View Single Post
  #29  
Old Jan 13, 2012, 06:15 PM
Jormungand's Avatar
Jormungand Jormungand is offline
 
Join Date: Jul 2009
Location: Wisconsin, USA
Posts: 1,062
Default

Quote:
Originally Posted by Dag View Post
^^ Holy Moly :O . I take he's talking about creditting Isaac Watts for "Joy to the World".
Well, he included the Bach track in his post, so that's what I responded to.

Quote:
From Google it seems George Friederic Handel most likely did the source melody, while Lowell Mason arranged and adapted it using Isaac Watts's lyrics. So... dunno?
The first part of the "Joy to the World" melody used to be thought of as an adaptation of a bar from Handel's Messiah, but this isn't really the case:
Quote:
Joy to the World was not composed by Handel. The tune first appeared in the early 1830's in English tune-books. William Holford revised the tune and published it (which he called Comfort) in the mid-1830's and attributed it to Handel because of the tunes' resemblance to the opening phrases of the choruses Lift Up Your Heads and Glory to God from Messiah. The American composer Lowell Mason (1792-1872) in 1839 retained the attribution to Handel, changed the tune-name to Antioch, and united it with Isaac Watt's hymn [i.e., text] for the first time.
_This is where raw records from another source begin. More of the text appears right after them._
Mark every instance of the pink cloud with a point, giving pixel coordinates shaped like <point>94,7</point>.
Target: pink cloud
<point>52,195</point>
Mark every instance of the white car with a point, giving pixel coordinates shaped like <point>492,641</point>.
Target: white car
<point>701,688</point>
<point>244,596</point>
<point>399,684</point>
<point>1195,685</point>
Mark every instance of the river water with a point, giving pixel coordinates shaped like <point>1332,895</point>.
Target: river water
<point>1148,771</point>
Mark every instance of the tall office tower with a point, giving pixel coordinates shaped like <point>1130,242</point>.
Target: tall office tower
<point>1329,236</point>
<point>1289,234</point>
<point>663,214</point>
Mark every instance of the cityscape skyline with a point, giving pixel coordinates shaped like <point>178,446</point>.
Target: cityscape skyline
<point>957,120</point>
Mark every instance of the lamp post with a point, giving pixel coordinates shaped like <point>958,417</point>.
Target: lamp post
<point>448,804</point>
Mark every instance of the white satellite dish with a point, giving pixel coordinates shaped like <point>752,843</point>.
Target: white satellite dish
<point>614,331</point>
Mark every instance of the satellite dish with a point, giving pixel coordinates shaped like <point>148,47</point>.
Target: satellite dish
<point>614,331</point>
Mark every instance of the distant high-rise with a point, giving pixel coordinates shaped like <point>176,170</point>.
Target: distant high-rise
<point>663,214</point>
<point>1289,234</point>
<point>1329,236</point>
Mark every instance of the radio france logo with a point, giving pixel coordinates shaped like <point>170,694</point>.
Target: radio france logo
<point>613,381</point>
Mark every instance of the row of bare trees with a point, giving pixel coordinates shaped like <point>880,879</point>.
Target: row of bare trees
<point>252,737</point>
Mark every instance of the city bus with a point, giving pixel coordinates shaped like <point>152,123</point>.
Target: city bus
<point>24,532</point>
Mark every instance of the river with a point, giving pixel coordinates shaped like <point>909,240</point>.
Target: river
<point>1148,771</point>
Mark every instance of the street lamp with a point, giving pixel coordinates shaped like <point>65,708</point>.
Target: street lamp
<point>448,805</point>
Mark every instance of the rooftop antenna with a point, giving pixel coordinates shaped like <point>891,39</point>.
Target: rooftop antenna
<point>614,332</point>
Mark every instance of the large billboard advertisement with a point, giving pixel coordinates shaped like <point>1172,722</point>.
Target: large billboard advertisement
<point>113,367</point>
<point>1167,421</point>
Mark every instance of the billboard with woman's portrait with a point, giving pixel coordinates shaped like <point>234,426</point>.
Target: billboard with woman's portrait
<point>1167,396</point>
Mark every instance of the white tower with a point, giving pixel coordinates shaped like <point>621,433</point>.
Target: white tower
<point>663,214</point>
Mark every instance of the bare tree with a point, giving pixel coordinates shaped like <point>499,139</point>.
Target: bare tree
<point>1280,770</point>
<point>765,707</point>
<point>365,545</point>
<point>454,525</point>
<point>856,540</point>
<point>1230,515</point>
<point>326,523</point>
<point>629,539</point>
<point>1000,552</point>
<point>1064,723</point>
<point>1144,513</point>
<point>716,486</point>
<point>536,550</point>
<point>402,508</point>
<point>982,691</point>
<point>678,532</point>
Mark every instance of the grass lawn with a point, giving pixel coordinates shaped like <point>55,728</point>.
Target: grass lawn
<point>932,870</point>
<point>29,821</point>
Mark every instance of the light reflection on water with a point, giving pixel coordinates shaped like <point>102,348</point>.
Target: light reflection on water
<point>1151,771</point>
Thus, Joy to the World was born.
http://gfhandel.org/faqs.htm

So, the composer attributed should actually be William Holford. Watts still has no business being credited as composer though. As for Handel, he was long dead and buried by the time Joy to the World came about.

If anyone's interested, have a listen to what Handel actually composed:
http://www.youtube.com/watch?v=4WkyTwXa4Tw

As you can hear, it's just the first four notes that are the same as Joy.

To give you an idea of how ridiculous this attribution could be, the truly complete accreditation would be: "Arranged by Mitsuto Suzuki & Tsuyoshi Sekito et al., based on an adaptation by Lowell Mason of a composition by William Holford expanded from an English folk-tune which may or may not have been inspired by measure 1 of "Lift Up Your Heads" from Handel's Messiah."

Just rolls off the tongue, doesn't it?